Shuxing Fan's well-designed set reflects the body-soul divide that's explored in the play. It's a split stage: Alma's home -- a rectory complete with watercolor-like stained glass windows -- fills one side. On the other sits John's home office, dominated by an anatomical chart. Between the spaces is an angel fountain with "Eternity" carved into its pedestal. The cold-looking angel is built on a track and moves upstage and downstage throughout the play, always casting her ominous gaze on the proceedings.
Written at the same time as Williams' famous A Streetcar Named Desire, Summer and Smoke has been decidedly less popular over the years. In the program, dramaturge Steffen Silvis recounts a particularly triumphant 1952 production of Summer and Smoke that signaled the show "would finally be considered a worthy successor" to more popular plays like Streetcar or The Glass Menagerie. (Steffen Silvis, a graduate student in the UW's Department of Theatre and Drama, and former theater critic for Willamette Week in Portland, Ore., published a blog exploring Williams' play and previous productions.)

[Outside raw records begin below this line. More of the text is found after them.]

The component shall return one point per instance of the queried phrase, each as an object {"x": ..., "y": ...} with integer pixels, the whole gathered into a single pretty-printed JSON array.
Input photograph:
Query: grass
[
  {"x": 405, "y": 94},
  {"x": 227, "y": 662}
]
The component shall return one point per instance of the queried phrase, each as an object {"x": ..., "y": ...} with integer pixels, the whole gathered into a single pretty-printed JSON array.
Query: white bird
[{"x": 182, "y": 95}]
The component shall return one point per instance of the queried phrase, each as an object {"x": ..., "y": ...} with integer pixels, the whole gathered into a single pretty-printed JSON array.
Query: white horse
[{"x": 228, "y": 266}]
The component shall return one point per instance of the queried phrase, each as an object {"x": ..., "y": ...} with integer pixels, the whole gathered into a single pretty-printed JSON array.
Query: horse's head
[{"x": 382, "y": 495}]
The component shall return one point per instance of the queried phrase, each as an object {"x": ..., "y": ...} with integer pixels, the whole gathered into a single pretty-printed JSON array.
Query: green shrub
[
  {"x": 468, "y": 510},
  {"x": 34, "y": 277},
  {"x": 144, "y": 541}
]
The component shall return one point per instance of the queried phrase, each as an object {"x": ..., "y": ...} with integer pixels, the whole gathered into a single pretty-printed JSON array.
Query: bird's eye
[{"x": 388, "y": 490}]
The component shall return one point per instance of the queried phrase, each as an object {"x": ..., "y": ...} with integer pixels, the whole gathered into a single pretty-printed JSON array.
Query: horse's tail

Unfortunately, University Theatre's production didn't convince me that Summer and Smoke belongs among Tennessee Williams' better-known plays. Instead of being deeply moving, this production, directed by Norma Saldivar, hovers above the surface of real emotion. Line after line is delivered with the cadence of a joke's punch line. It's as if the actors haven't really considered the messages they are delivering and haven't discovered that the play isn't a comedy.
That said, there are some bright spots in the production. Summer and Smoke might not be Williams' most acclaimed play, but it's a deeply personal one. He identified closely with the character of Alma. Though she first comes across as silly -- Anderson gives her a perfectly annoying little laugh -- Alma is a complex character undergoing constant change. By the end of the play, she's a completely new person.
"She died last summer," Alma says of her previous self, "suffocated in smoke from something on fire inside her." John, too, has changed dramatically by the end of Summer and Smoke. He and Alma have made a tragic switch. "I've come around to your way of thinking," he tells Alma. At the performance I saw, it was in these final moments that I saw Anderson and Rees at their best as Alma and John: more vulnerable and real.